Andrew: Okay. Last up we got
quick boot js.
Aiden: So, um, I was just on Twitter scrolling and some, some guy put out, um, this, this crazy library. So basically from, from what I understand, it runs like your app and then it figures out which parts of the, parts of the, um, code don't run. And then it just like re like, removes them or effectively removes them.
And this is kind of crazy. Like we're normally, we, what we understand a tree shaking as is, it just sees if these things are dependent on each other. And obviously like things will be dependent on each other, but they might not be used. And so this is a really interesting way to approach that. Um, I, it reminds me of things like quick, um, that, that try to defer things as much as possible.
Justin: Uh, Andrew, you beat me to it.
Yeah. Yeah.
Andrew: Yeah.
Uh, reminds me of pre-pack, which, uh,
was a, a project
from Facebook that tried to do the same thing, and then they just ended up
throwing it all out.
Aiden: Yeah, that this has made me really sad. I remember building a library back in the day and just wanting to use this to make my code smaller.
Andrew: Yeah. J JavaScript free shaking is, is hard.
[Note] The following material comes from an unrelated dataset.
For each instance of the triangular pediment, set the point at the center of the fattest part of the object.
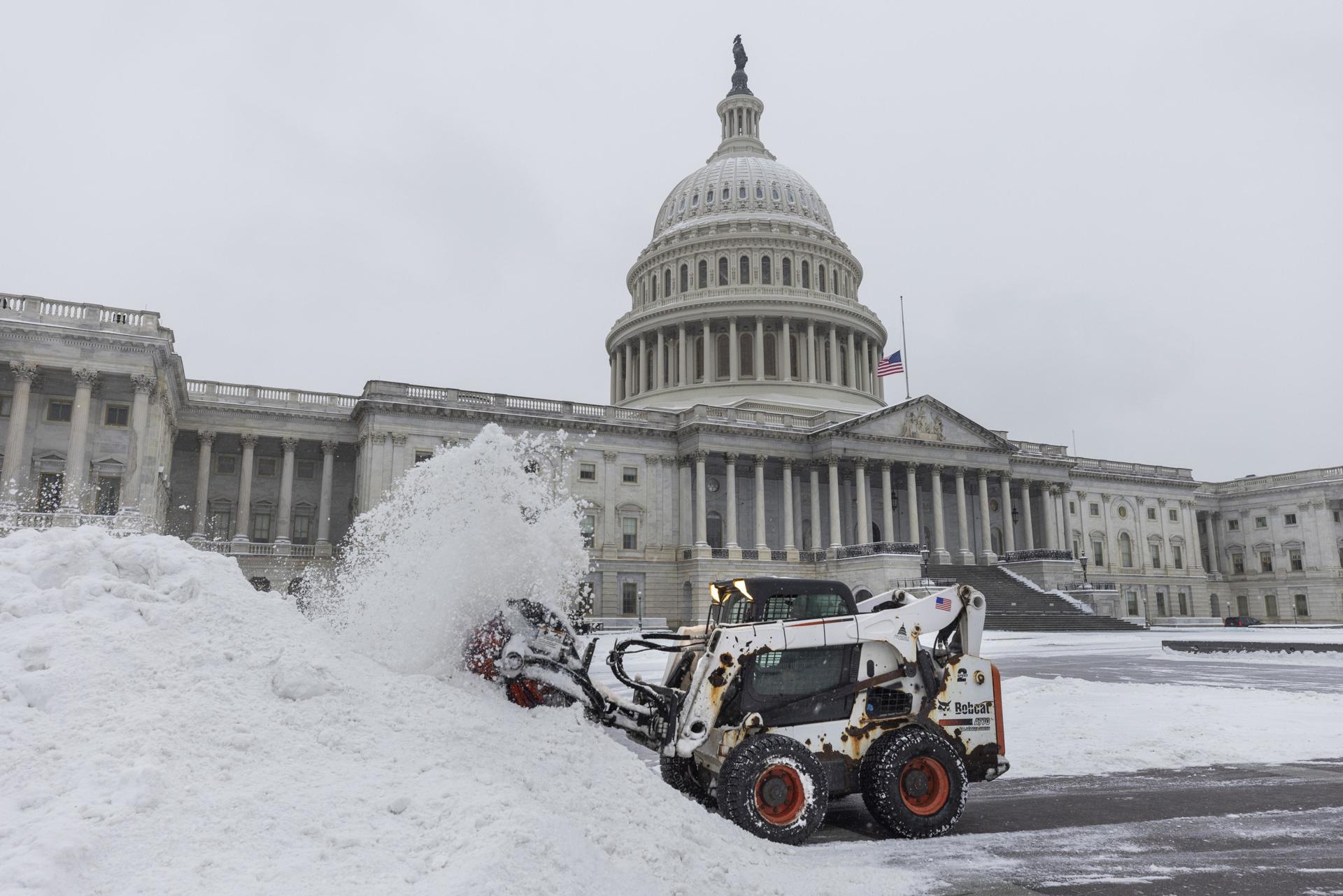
(924, 420)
Like espe, like you, you think it's simple. It's like maybe even just that import export stuff? No, there's things like, uh, what are they called? Like you have to mark things as pure I. That they don't actually have side effects. And like sometimes some things won't get marked as pure and like randomly your bundle blows up.
That's something I wish we could solve in JavaScript is like just make it so that I can actually tree shake my code rather than having to run four different tools that all kind of do it a little bit and then hopefully it actually works in the end. 'cause that's what the current state of tooling is today.
Just like four tools that half work and in the end they
kind of work 'cause you put em all together.
Aiden: Exactly. Yeah.
Welcome to JavaScript.
Andrew: we pay for the speed and the choice of tools with, uh, the, the lack of intense tooling sometimes that can
do, do cool
stuff like that.
Okay. That wraps it up for tool tips. Uh, thanks for coming on, Aiden. This was a, a fun talk both from your perspective of trying to make react faster and as a person that's like so
early in their career and
has kinda like fresh eyes for the things that we've been looking
at for over a
decade at this point.
So thanks for coming
Aiden: Yeah, I'm super happy to be on. Uh, honestly, this is probably one of my favorite podcast episodes, so thank you so much for making it fun. So fun.
Andrew: Awesome.
Justin: Yeah, it was great to have you and just, you know, I just wanna say props for diving into such a hard problem. I know high school in particular is, can be really stressful getting to into high school and, you know, having worked on this for a few years, it's a huge accomplishment and definitely props for that.
You should feel very proud of what you've done.